Les débuts d’année sont difficiles
Longtemps, les Bleus se sont fait une spécialité de gagner le premier match de l’année. Jusqu’en 2002, en tout cas, avec seize victoires et une seule défaite en vingt ans (Angleterre 0-2 en 1992). Depuis, ça se gâte. Défaite contre la République tchèque (0-2) en 2003, nul contre la Suède (1-1) en 2005, défaite contre la Slovaquie (1-2) en 2006 et contre l’Argentine (0-1) en 2007. La victoire en Belgique (2-0) en 2004 est devenue l’exception. Heureusement que les années civiles commencent toujours par un match amical, ce qui rend cette mauvaise série plutôt anecdotique. Et si c’est la troisième fois que l’Espagne l’emporte chez elle face à la France depuis 1981, c’est à chaque fois pour du beurre. Les Bleus se réservent pour les matches à enjeu, comme en 1984, 2000 ou 2006. En attendant le mois de juin ?

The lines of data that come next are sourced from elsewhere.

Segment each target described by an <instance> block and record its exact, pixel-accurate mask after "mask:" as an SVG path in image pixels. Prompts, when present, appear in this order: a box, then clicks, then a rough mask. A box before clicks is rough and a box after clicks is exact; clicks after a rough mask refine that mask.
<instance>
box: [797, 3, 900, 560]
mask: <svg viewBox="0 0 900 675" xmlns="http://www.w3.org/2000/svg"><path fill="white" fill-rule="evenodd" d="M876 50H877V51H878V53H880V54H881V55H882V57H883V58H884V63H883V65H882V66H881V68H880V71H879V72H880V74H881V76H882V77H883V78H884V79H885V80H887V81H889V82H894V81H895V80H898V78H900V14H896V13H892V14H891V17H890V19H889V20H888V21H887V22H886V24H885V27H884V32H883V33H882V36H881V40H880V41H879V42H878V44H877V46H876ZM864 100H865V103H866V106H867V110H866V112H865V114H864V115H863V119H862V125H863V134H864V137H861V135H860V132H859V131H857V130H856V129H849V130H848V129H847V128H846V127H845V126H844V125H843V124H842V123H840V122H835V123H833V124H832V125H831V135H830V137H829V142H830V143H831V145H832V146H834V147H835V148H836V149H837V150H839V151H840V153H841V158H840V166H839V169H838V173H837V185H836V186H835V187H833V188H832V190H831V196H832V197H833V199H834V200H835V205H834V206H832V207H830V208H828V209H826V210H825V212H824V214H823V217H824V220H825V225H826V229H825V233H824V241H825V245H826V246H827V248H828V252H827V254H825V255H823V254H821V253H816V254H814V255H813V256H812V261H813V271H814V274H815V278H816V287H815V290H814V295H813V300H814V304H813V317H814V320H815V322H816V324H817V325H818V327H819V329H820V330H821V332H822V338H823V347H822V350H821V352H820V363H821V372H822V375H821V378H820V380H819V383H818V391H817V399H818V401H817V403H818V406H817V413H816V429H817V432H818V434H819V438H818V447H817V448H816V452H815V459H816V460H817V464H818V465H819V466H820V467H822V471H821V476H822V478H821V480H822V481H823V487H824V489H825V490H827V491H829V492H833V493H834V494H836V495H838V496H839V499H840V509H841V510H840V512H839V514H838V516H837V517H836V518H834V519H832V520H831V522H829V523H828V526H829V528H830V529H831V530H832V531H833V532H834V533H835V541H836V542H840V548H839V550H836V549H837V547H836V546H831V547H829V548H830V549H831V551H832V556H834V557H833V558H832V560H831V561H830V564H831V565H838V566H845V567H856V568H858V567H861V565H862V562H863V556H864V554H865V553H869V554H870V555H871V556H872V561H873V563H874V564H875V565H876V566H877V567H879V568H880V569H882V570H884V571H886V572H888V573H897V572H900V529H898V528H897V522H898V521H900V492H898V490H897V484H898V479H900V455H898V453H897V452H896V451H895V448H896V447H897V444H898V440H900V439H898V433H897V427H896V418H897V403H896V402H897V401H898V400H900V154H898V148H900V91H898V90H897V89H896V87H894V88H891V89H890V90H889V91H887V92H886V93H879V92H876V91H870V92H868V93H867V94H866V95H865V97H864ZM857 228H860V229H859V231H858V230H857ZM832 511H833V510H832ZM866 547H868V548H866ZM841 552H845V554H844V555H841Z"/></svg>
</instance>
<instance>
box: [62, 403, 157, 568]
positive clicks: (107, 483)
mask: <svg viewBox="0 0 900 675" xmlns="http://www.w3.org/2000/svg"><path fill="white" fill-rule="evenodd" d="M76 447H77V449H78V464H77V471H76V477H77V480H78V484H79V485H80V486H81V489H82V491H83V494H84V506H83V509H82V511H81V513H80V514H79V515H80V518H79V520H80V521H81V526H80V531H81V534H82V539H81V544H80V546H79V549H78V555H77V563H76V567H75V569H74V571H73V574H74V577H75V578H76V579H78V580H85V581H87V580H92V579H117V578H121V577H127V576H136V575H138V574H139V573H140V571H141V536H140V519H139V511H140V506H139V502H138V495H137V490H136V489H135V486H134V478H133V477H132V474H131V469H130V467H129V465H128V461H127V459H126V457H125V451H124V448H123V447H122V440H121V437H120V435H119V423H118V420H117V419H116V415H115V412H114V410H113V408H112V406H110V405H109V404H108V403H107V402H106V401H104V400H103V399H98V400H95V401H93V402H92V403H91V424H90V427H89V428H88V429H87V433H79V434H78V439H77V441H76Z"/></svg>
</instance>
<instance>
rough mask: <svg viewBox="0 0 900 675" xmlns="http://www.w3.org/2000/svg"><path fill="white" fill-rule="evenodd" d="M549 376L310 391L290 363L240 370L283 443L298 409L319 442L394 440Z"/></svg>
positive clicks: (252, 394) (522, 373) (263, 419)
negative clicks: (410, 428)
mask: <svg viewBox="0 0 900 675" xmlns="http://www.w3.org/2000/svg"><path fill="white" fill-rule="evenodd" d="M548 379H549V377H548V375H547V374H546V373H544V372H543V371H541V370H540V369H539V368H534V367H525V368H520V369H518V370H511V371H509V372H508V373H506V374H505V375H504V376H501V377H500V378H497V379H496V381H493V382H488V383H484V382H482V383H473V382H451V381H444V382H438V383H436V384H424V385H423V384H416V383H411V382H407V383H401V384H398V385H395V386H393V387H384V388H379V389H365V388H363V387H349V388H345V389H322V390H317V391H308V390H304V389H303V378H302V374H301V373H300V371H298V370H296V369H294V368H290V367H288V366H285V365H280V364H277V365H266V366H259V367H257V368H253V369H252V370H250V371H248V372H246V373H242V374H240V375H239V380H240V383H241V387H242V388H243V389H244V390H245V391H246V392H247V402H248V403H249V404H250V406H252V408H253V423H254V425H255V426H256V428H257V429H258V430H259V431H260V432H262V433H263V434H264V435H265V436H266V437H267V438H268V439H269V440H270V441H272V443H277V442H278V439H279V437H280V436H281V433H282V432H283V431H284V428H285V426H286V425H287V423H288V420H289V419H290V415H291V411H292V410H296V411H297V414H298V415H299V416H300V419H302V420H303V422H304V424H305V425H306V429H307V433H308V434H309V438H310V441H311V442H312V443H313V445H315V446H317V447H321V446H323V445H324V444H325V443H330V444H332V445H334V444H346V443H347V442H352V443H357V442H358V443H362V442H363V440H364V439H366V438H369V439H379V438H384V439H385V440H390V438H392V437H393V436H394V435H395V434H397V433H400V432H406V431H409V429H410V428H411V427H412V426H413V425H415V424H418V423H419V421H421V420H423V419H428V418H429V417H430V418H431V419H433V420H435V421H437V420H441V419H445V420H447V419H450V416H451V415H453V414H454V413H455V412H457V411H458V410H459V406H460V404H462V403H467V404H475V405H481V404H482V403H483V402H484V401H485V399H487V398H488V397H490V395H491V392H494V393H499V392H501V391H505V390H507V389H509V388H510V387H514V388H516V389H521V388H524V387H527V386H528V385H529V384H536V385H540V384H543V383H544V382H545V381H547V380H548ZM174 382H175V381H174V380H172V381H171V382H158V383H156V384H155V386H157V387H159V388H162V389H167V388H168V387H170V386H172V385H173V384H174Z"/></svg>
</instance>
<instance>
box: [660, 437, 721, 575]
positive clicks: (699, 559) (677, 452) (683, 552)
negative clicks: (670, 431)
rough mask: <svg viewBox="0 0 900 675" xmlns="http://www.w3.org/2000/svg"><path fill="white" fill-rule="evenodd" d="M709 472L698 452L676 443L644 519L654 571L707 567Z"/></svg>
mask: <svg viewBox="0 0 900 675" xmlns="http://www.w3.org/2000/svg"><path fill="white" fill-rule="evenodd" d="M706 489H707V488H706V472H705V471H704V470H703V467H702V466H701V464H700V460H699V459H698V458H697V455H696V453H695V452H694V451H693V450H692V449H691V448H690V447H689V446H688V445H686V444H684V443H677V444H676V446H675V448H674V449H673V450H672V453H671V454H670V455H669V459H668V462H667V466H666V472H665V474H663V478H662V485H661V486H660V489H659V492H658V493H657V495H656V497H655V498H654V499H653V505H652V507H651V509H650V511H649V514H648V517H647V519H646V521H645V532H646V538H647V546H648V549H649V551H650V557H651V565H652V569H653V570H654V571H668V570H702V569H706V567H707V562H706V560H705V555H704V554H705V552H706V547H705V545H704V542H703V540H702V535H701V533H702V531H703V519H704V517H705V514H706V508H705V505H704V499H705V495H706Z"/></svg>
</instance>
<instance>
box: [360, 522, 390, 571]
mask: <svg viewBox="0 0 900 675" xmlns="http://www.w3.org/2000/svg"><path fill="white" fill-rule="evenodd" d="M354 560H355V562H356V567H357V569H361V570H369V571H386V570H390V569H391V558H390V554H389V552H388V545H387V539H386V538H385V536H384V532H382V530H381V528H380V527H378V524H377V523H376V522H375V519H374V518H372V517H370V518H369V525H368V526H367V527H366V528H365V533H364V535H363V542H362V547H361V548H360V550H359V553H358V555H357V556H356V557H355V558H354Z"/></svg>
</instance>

Et rayé vert et blanc, ça vous plairait ?
Ainsi, les Bleus ont joué en rouge à Malaga, avec une réussite plutôt moyenne... Un petit événement en soi, puisque les 311 derniers matches de l’équipe de France se sont déroulés en bleu ou en blanc, les fantaisies se limitant aux chaussettes. Mais si les marchands de textile de la marque aux trois bandes se croient originaux, ils se trompent. En effet, mieux que le maillot rouge, les Bleus avaient testé le maillot rayé vert et blanc, fruit des amours improbables de la tunique du Celtic et de celle de la Juve. Bien sûr, c’était il y a longtemps, à l’occasion d’une Coupe du monde jouée en Argentine. C’était le 10 juin 1978 à Mar del Plata, pour le dernier match du premier tour, entre la France et la Hongrie. Une sorte de match amical, les deux équipes étant éliminée après avoir perdu leurs deux premiers matches contre les Italiens et les Argentins.

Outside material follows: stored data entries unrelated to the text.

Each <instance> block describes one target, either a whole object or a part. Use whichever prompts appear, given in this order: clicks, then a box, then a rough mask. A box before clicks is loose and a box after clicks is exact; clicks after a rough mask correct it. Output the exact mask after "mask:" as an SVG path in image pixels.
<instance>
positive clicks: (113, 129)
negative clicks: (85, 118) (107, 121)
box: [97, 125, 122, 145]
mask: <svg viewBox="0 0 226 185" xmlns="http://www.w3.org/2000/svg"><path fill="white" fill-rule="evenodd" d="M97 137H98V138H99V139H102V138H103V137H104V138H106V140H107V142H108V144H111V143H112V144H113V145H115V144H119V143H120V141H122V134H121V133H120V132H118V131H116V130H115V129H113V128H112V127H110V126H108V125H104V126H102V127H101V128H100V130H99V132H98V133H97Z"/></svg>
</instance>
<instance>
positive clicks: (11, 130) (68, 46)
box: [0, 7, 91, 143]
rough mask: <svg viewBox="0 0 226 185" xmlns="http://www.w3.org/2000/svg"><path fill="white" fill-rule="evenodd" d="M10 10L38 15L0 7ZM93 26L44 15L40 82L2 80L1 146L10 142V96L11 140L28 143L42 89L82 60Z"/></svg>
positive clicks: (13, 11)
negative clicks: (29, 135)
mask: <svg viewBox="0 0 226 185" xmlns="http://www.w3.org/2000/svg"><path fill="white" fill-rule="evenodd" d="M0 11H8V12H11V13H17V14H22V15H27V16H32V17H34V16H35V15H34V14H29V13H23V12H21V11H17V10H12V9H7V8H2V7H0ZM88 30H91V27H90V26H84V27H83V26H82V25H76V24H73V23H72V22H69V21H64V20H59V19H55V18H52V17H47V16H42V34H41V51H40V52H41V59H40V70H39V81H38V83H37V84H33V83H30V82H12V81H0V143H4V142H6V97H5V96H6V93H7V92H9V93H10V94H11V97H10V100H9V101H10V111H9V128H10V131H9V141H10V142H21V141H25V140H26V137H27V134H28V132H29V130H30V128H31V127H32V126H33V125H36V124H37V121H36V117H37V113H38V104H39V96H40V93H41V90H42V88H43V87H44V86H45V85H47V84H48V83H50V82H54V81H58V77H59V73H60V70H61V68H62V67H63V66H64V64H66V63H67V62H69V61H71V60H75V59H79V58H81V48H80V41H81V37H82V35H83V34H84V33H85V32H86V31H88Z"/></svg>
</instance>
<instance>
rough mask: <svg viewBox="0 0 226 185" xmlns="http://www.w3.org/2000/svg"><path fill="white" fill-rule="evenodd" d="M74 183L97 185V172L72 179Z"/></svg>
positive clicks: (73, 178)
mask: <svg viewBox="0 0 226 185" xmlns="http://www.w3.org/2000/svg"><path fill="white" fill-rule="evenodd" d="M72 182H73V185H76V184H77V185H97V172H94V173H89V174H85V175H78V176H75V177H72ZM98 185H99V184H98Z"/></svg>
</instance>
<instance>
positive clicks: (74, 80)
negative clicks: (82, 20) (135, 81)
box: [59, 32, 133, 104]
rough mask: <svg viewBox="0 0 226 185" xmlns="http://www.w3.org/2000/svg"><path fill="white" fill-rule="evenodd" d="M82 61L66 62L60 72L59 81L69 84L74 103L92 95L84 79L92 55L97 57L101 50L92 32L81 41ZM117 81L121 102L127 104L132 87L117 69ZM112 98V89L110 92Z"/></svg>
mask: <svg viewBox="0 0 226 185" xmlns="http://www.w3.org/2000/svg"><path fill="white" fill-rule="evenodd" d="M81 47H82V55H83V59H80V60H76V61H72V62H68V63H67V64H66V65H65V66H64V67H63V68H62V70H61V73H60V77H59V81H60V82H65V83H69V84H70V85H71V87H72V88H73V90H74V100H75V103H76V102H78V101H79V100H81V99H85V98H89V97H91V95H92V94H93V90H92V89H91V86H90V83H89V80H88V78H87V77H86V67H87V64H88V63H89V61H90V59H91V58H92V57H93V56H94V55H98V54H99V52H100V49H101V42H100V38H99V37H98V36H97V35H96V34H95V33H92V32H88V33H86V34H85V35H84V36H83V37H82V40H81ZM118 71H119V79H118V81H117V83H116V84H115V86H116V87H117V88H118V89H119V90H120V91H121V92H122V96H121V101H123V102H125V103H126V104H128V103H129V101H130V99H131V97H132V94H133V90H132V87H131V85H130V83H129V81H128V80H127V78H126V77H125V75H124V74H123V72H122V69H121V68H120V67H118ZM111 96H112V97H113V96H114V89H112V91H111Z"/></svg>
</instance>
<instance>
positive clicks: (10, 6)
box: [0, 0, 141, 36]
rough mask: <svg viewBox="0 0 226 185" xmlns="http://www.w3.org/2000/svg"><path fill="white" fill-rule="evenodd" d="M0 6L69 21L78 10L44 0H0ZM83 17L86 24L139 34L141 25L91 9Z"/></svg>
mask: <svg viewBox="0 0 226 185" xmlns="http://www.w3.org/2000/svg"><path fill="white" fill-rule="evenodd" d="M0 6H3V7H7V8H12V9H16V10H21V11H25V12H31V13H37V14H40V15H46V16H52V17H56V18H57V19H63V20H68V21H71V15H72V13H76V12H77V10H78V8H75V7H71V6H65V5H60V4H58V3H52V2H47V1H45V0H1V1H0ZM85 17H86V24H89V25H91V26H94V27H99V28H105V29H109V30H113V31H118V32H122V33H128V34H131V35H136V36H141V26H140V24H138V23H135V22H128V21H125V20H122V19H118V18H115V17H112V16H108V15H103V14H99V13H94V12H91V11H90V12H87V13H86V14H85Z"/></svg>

Persuadés que les Hongrois vont jouer dans leur maillot rouge habituel, les Français arrivent avec un jeu de maillots blancs. Erreur. La Hongrie joue en blanc, et la France aurait dû se présenter en bleu. L’intendance de l’époque étant restée au stade de l’amateurisme cher au président Escalettes, les maillots bleus sont restés à l’hôtel. Pas le temps d’aller les chercher. Il ne reste qu’une seule solution : se faire prêter les maillots de l’équipe locale, celle de Kimberley. Sous cette tenue parfaitement folklorique, les Bleus gagnent leur seul match du Mundial argentin, Christian Lopez marquant même son premier et dernier but en sélection.

Compte tenu de la mode des maillots vintage, on pourrait donc suggérer à Adidas de ressortir le maillot vert et blanc Kimberley 78. Attention, il se porte très serré.

La Seleccion sans domicile fixe
Si les Bleus ne s’aventurent que rarement hors de Saint-Denis pour leurs matches à domicile, il n’en est pas de même de la sélection espagnole. Si l’on regarde les cinq dernières années, depuis janvier 2003, le contraste est frappant : au sud des Pyrénées, l’itinéraire des coéquipiers de Raul ressemble au programme d’un candidat à la présidence de la République. En 33 matches, 19 villes ont été visitées (presque autant que de clubs en Liga), dont 15 une seule fois, d’Albacete à Malaga en passant par Badajoz, Getafe, Salamanque, Murcie ou Cadix. Madrid (6 fois) arrive en tête devant Valence (4) et cinq villes à deux matches (Elche, Gijon, Santander, et les îles Canaries avec Las Palmas et Baléares avec Palma de Majorque). Barcelone la Catalane ne figure qu’une fois, alors que Bilbao la Basque et Séville l’Andalouse n’apparaissent pas.

Les Bleus, en quarante rencontres, sont restés dans leurs pantoufles de Saint-Denis à 26 reprises, ne s’aventurant en province (devant des vrais supporters) qu’à Lens (trois fois), Saint-Étienne et Montpellier (deux fois), Lyon étant aussi mal loti que Sochaux, Metz, Rennes, Nantes et Auxerre (un match) alors que Bordeaux et Marseille ne figurent même pas sur la liste. Et encore faut-il tenir compte de l’exil provoqué, à l’automne, par la Coupe du monde de rugby. Si les Bleus imitaient les Espagnols, on les verrait parfois à Nice, à Toulouse, à Strasbourg, à Nancy ou à Bastia.